Final step in producing music scores
As mentioned in the previous post, at Soundnotation the automatic transcription process is checked and examined by humans. What is actually done in this last step of creating a ready-for-publish product?
Comparison with the audio file
Firstly, the transcription is compared with the audio. Audio recognition is a highly complex task. The relevant pitches have to be separated from the frequencies that are irrelevant to the transcription such as overtones and noise (e. g. percussion or consonants of the lyrics). All these are merged together in a single, complex waveform which should be decoded. If wrong notes or chords appear, they are corrected. This in turn helps the audio recognition technology to become even better.
Adaptation of the notation
Secondly, sometimes the score has to be adjusted to conventions of notation.

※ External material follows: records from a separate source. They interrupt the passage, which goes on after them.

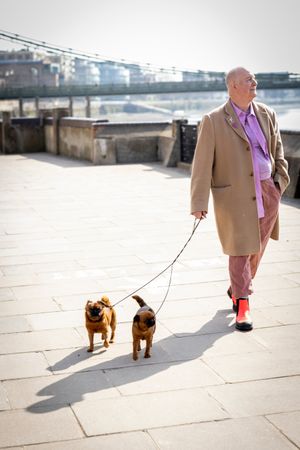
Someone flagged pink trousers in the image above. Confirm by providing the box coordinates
[229,178,281,298]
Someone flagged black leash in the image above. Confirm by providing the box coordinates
[112,218,202,314]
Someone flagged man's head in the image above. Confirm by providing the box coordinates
[226,67,257,107]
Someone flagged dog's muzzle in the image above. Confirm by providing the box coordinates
[146,318,155,328]
[90,308,101,317]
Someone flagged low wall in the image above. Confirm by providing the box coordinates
[0,108,300,198]
[281,130,300,198]
[94,122,176,165]
[1,116,44,154]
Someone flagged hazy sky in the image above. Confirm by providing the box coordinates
[0,0,300,73]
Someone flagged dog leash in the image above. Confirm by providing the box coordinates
[111,217,202,314]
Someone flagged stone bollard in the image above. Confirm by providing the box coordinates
[2,111,11,154]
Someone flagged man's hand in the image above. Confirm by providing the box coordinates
[192,211,207,220]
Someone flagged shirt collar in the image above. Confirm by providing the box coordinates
[230,99,255,124]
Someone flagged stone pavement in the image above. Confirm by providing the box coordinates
[0,153,300,450]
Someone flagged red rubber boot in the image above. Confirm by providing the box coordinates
[235,298,253,331]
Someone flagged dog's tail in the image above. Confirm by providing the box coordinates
[132,295,146,308]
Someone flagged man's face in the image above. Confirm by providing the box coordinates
[235,69,257,102]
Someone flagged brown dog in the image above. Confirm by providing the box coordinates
[85,295,117,352]
[132,295,156,361]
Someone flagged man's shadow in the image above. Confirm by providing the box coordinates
[27,310,233,414]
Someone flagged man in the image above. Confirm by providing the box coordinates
[191,67,289,331]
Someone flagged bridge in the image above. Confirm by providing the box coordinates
[0,75,300,100]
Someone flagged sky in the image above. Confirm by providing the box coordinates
[0,0,300,73]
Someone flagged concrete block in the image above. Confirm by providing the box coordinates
[92,137,117,165]
[116,136,158,164]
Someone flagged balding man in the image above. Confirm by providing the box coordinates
[191,67,289,331]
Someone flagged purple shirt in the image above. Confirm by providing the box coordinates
[231,102,272,218]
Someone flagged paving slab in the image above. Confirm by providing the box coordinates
[267,411,300,448]
[2,371,120,411]
[0,353,50,380]
[20,431,157,450]
[0,153,300,450]
[73,388,228,436]
[205,376,300,417]
[203,349,300,383]
[0,328,84,355]
[0,408,83,447]
[149,417,296,450]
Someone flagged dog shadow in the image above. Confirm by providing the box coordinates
[26,310,233,414]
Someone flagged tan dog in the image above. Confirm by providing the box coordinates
[132,295,156,361]
[85,295,117,352]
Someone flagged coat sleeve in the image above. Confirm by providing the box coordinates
[271,111,290,193]
[191,115,215,213]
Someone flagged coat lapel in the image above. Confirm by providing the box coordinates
[253,102,271,149]
[224,100,249,142]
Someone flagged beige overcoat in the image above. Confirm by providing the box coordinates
[191,100,289,256]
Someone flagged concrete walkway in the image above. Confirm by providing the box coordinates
[0,154,300,450]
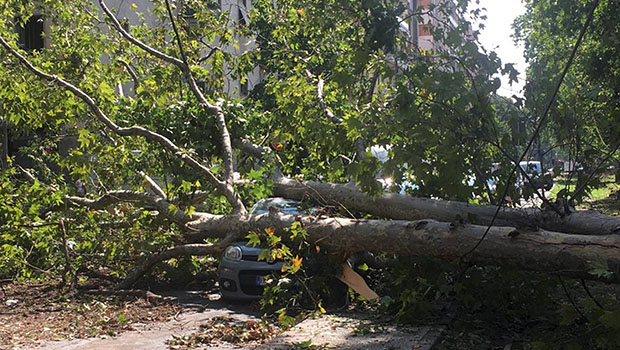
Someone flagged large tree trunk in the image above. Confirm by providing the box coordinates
[274,177,620,235]
[189,212,620,283]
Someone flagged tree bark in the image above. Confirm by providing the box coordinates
[189,212,620,283]
[274,177,620,235]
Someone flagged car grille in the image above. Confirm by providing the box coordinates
[239,270,271,295]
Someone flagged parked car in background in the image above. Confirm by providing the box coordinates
[218,198,303,300]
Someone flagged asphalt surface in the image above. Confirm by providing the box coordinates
[38,292,443,350]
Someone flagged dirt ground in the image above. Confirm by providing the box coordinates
[0,282,183,349]
[0,283,443,350]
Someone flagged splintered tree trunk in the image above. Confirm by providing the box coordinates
[189,213,620,283]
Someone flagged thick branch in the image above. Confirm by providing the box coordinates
[0,37,229,193]
[274,177,620,235]
[138,171,168,199]
[65,190,195,225]
[189,212,620,283]
[116,244,226,289]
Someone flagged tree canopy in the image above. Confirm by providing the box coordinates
[0,0,620,344]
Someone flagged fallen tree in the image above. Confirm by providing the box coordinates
[274,177,620,235]
[0,0,620,289]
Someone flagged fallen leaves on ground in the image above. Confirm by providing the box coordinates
[0,282,179,348]
[167,316,279,350]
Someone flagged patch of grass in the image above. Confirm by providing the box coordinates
[548,176,620,207]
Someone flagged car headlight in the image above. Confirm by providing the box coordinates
[224,245,243,261]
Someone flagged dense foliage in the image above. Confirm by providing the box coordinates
[0,0,620,348]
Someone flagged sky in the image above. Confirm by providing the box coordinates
[471,0,527,97]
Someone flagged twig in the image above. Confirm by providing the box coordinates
[60,219,77,291]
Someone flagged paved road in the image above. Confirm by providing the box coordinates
[34,294,443,350]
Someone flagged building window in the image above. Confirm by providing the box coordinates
[17,15,45,51]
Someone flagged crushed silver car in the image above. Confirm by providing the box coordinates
[218,198,302,300]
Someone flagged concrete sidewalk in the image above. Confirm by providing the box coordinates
[31,292,443,350]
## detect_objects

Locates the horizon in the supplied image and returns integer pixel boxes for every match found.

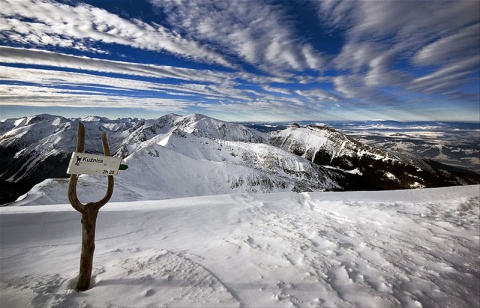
[0,113,480,125]
[0,0,480,123]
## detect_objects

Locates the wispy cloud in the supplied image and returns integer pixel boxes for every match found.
[0,0,232,67]
[0,0,480,119]
[151,0,325,73]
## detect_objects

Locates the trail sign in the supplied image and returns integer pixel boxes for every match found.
[67,152,124,175]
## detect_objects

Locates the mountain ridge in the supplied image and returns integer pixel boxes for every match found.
[0,114,478,203]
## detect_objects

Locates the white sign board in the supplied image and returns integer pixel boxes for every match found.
[67,152,122,175]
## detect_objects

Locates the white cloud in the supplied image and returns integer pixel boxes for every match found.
[412,23,480,65]
[0,0,232,67]
[152,0,325,74]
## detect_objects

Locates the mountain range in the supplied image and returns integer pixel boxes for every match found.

For example, rhythms that reveal the beats of the basic metre (mostly requiring the division of a note into two which then are tied), or the notation of swing with even note values and the respective interpretation mark rather than triplets, or enharmonic change of accidentals to fit the tonality of the song and so on.
Playability adjustment
Layout customization
Finally, the layout is adjusted. Every note should have enough space to be easily readable, a system should not contain too few or too many bars, a page should not comprise too few or too many systems. Furthermore, every score should comply to Soundnotation’s score design.
Thus, the process of creating a score from an audio file involves both automatic processes and human expertise. The first one is doing the otherwise time-consuming transcription work, while the latter ensures a high-quality product.